Serie: De Rode Ridder
Vandersteen, Willy | Paperback / softback | 04-04-2012 | 9789002154331
Als de Rode Ridder tegen de avond in een stad arriveert, wordt hem al snel duidelijk dat de misdaad er hoogtij viert, en wel in zon mate dat de waard van de herberg waar Johan zijn intrek neemt over de situatie opmerkt: het is alsof de duivel ermee gemoeid is!. Zonder het te weten heeft de waard het bij het rechte eind: de misdaadgolf wordt veroorzaakt door de sekte van Toth, een bende schurken die geleid wordt door Darkon (de ingewijde), die een dienaar is van… Bahaal. Merlijn deelt Johan diezelfde nacht in een droom mee dat het Johans bestemming is de strijd met de duistere machten aan te gaan, en kondigt hem de komst van een bondgenoot aan: Morgenster, Fee van de Dageraad. Daarmee is Merlijns rol in dit verhaal uitgespeeld.
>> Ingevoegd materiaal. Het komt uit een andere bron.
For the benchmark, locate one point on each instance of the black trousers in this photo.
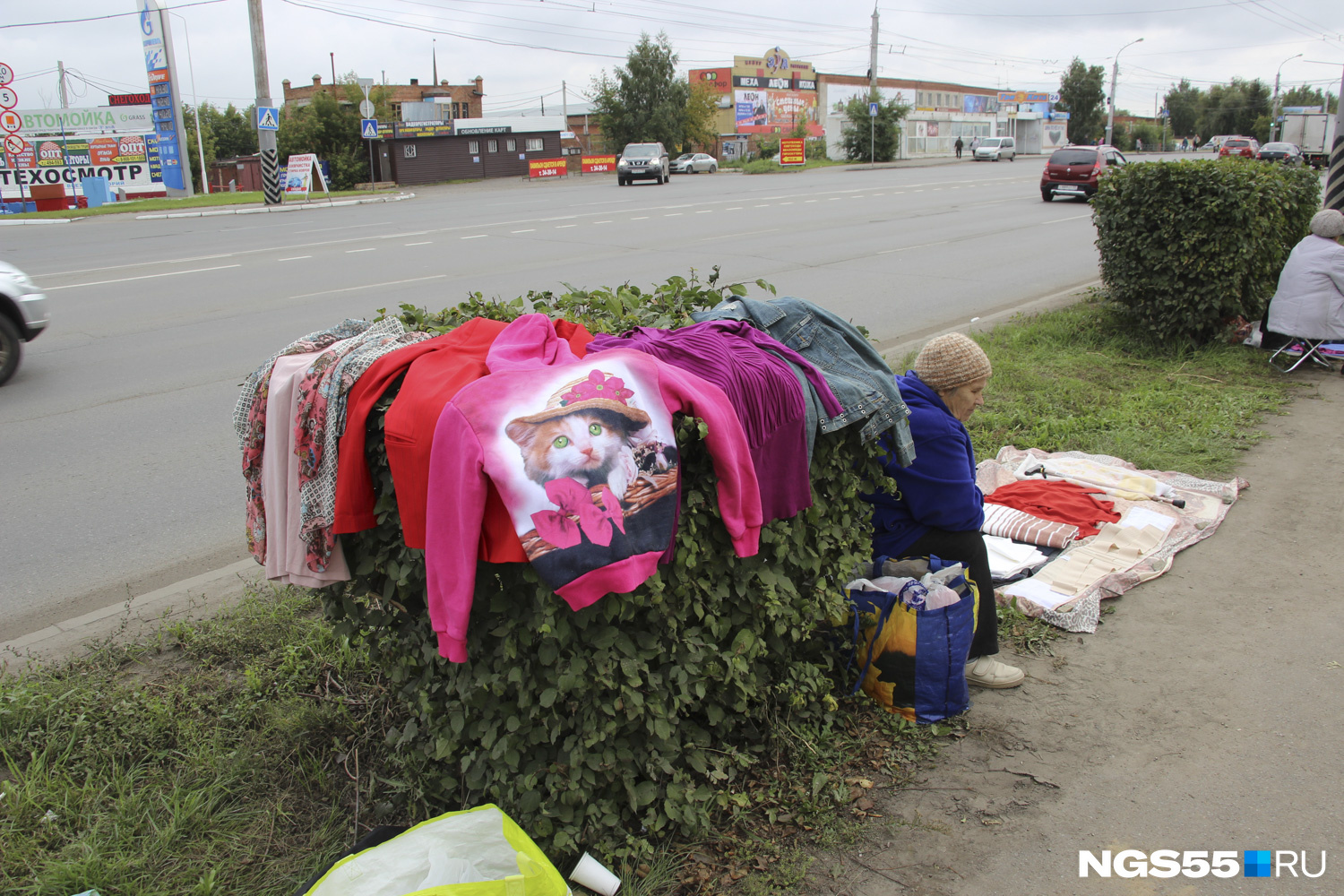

Inzet van de strijd tussen Licht en Duisternis is ditmaal het Oog van Toth, een magisch voorwerp waarmee gedachten op andere mensen kunnen worden overgebracht en demonen kunnen worden opgeroepen. Bahaal wil het oog aanwenden om, zoals altijd, de beschaving te vervangen door chaos. Aan Darkon de taak om het oog voor zijn duistere meester te stelen van de huidige eigenaar en aan Morgenster – Darkons tegenpool en dienares van Galaxa – de taak om dat, samen met Johan, te voorkomen.